Retratos
- Fiu,fiu,fiuuuuu.
O menino assovia avisando que o jogo deve parar porque está na hora do trem da Central do Brasil. As crianças correm; um rapazote espigado pega a bola e a segura debaixo do braço com ares de proprietário.
Agora o trem apita e logo a locomotiva aparece puxando os vagões. As crianças estão sentadas na calçada esperando o trem passar.
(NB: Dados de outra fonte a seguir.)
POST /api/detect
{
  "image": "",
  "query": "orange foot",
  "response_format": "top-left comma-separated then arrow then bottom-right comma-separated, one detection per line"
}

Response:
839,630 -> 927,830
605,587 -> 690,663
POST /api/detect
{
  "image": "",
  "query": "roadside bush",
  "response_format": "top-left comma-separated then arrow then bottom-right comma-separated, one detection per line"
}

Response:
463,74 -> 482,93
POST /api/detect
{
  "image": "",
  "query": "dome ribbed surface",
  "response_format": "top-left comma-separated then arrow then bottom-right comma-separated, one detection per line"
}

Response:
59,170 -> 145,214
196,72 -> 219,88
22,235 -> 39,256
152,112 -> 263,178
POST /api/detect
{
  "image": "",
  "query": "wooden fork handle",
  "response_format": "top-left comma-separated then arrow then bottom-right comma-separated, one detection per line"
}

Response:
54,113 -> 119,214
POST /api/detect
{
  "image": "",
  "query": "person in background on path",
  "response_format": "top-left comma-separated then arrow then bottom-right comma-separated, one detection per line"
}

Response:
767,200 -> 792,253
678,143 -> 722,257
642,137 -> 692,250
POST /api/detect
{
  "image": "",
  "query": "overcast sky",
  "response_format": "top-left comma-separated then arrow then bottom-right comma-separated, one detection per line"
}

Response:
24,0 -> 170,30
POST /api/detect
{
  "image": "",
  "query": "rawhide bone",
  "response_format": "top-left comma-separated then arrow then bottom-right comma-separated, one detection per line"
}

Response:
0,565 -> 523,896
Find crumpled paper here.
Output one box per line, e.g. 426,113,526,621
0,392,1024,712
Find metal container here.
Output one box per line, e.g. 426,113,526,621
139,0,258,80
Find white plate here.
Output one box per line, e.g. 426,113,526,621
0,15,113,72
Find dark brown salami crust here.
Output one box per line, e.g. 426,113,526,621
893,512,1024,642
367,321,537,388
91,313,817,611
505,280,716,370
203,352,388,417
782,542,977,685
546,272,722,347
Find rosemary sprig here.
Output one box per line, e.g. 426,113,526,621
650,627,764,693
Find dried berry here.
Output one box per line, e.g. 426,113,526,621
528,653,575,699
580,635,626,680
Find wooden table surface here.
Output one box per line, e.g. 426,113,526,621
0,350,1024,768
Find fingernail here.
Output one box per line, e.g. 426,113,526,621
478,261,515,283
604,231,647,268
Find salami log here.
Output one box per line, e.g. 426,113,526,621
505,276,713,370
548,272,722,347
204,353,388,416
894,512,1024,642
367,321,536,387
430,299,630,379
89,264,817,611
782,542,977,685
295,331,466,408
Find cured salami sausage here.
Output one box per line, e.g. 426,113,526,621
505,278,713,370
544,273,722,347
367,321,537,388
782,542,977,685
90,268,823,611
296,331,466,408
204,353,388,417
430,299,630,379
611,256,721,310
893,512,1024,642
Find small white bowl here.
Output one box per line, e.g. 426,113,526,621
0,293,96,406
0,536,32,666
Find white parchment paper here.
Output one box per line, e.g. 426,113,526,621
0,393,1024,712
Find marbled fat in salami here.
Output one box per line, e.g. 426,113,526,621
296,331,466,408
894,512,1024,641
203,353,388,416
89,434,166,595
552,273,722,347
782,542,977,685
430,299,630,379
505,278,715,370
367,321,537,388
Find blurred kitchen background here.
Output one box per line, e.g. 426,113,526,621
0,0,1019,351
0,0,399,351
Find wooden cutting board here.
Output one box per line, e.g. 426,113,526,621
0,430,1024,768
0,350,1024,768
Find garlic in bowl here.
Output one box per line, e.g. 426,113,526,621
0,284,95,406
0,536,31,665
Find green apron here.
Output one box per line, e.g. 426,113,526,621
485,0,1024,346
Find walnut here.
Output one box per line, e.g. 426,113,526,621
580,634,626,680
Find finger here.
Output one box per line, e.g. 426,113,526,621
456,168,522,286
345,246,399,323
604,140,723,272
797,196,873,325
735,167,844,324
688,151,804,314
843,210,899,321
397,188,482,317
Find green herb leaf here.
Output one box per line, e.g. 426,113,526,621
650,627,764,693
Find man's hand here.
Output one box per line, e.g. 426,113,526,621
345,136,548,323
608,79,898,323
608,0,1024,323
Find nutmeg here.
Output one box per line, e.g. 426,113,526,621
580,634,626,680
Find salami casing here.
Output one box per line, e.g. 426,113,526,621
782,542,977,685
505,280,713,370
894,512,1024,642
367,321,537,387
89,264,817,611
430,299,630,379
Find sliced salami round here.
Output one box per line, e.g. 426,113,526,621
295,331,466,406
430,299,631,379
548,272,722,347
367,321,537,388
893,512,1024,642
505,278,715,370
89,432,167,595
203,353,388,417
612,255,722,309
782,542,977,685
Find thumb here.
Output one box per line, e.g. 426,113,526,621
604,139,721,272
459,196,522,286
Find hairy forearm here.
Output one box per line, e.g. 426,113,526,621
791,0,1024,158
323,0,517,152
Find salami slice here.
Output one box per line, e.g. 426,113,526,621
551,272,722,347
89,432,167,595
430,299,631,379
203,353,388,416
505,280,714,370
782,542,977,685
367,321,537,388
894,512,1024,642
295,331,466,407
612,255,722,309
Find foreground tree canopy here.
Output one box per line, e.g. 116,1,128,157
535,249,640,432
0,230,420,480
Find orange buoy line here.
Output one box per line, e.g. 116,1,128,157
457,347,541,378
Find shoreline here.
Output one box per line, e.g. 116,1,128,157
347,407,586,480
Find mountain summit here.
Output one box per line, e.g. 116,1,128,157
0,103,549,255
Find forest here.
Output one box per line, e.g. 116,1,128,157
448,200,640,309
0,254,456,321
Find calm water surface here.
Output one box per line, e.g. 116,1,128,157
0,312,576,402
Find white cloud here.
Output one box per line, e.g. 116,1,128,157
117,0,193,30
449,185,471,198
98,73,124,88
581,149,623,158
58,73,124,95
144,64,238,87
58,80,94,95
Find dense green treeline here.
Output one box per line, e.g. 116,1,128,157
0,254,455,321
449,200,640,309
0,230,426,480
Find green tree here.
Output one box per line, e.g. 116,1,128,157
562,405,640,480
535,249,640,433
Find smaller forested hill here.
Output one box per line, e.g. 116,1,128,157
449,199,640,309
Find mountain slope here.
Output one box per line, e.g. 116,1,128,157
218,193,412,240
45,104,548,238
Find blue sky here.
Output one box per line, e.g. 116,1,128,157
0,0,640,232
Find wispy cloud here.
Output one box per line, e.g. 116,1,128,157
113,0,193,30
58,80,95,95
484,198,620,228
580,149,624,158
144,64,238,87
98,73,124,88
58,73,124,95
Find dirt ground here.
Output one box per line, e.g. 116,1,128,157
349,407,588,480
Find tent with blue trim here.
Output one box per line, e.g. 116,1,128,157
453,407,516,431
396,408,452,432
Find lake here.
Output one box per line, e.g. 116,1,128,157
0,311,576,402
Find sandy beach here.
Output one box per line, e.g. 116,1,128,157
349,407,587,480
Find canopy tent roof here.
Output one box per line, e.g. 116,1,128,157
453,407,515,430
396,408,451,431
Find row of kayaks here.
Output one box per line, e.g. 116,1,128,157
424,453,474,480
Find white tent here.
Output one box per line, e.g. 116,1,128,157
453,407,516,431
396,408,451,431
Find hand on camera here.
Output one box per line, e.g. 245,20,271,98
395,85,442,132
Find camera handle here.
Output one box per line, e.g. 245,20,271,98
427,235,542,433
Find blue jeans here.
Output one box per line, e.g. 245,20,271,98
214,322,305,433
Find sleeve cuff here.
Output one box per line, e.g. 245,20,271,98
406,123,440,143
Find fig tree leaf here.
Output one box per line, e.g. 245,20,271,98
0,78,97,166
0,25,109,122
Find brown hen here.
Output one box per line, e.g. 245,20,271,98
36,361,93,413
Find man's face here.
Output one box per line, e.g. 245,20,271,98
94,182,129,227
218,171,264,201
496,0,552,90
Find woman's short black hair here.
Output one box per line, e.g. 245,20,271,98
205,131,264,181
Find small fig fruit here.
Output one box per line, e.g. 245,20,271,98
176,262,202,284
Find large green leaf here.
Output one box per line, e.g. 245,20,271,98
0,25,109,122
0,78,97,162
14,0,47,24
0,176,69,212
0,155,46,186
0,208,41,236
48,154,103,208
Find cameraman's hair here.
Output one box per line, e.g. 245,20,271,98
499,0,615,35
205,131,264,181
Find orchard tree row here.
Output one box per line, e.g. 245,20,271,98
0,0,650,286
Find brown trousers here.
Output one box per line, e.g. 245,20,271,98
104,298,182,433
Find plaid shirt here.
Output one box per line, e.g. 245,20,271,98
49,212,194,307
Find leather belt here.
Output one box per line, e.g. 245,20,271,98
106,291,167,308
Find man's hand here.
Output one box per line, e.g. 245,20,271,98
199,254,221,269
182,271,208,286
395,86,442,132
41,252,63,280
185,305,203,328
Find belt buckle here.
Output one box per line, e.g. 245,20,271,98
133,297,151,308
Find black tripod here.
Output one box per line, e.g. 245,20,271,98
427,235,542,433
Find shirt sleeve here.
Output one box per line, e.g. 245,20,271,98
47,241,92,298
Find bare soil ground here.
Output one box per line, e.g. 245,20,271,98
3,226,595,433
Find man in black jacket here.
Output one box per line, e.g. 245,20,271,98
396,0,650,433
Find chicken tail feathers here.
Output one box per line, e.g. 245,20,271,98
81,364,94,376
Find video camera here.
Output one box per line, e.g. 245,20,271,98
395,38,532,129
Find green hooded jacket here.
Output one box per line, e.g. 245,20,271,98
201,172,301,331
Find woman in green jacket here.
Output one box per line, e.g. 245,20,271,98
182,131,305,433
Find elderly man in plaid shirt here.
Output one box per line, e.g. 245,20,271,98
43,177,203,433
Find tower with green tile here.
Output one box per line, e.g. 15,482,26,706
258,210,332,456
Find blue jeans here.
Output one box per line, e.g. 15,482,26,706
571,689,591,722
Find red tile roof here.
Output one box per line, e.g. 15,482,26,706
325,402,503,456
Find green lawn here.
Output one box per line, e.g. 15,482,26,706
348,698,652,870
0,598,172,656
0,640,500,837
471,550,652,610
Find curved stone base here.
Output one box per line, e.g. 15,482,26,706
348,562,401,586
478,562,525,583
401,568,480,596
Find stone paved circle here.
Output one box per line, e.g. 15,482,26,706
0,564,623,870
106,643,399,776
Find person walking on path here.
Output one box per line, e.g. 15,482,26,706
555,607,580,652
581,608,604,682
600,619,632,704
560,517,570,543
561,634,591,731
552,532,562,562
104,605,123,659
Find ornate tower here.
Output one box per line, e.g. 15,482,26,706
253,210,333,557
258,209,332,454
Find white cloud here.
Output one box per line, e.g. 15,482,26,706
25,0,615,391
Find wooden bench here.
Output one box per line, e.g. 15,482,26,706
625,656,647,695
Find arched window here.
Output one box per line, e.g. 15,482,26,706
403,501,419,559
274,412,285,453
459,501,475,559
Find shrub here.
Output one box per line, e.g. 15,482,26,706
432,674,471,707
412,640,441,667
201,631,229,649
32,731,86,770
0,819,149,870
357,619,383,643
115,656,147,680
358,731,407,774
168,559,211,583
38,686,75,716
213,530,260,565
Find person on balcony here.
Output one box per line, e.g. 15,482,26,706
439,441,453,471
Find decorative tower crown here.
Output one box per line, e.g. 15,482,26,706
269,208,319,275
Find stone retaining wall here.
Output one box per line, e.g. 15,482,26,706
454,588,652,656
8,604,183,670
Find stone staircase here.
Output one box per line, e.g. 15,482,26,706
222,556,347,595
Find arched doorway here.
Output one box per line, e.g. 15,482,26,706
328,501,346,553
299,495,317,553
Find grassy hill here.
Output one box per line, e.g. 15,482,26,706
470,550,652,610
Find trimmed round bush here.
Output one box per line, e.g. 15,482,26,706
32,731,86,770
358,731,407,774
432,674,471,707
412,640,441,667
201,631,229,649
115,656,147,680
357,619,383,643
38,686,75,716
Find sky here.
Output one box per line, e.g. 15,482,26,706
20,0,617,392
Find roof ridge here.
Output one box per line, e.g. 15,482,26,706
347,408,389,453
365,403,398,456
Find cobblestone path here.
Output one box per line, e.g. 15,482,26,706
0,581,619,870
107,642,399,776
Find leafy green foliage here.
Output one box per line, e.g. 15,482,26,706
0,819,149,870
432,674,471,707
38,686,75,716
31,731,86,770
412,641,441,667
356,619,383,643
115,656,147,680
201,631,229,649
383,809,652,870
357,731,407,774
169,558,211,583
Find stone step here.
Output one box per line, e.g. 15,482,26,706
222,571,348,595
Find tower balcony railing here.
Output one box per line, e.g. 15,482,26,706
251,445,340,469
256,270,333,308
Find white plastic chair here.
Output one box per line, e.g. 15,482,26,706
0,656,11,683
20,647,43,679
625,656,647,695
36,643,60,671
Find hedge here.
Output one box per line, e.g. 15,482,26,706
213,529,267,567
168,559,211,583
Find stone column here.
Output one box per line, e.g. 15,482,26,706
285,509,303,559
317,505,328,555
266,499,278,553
Logo depois o jogo recomeça e é a vez do sorveteiro gordo passar no meio da criançada empurrando o carrinho.
Faz calor. O sorveteiro segue lentamente até que, de repente, curva-se e cai. Dois homens que passam o ajudam a levantar-se. Um dos homens acompanha o sorveteiro até casa dele, ajudando com o carrinho.
Mais tarde o sorveteiro vai ao médico. Tem os pés inchados e o médico avisa que é problema do coração. A solução é tratar-se em São Paulo, no Hospital das Clínicas.
O sorveteiro pega o trem da manhã para São Paulo. Ninguém vai com ele à estação, nem mulher, nem filhos. No meio da viagem os pés incham demais: ele tira os sapatos e adormece. Quando acorda verifica que alguém roubou os seus sapatos. Descalço, ele desembarca na estação rodoviária e desse modo se apresenta no Hospital das Clínicas.
A última notícia sobre o sorveteiro é a do roubo dos seus sapatos. Um mês depois uma cunhada dele vai a São Paulo procurá-lo no Hospital das Clínicas. Lá é informada de que o cunhado morreu e seu corpo está no IML à espera alguém que o reclame.
Lembrei-me desses fatos hoje de manhã ao encontrar, em meio a velhos papéis, duas fotos. Numa delas vêem-se meninos sentados na calçada esperando a passagem do trem. Na outra está um homem gordo e sorridente junto do seu carrinho de sorvetes.
O sorveteiro era meu tio; a cunhada que foi procurá-lo, minha mãe. Do sorveteiro e dos meninos sentados na calçada restaram essas fotos que tornei a guardar e talvez nunca mais tenha ocasião de revê-las.
As memórias se apagam, lentamente, como as fotos que se desbotam. Do mesmo modo desaparecemos: devagar, desbotando, para sempre.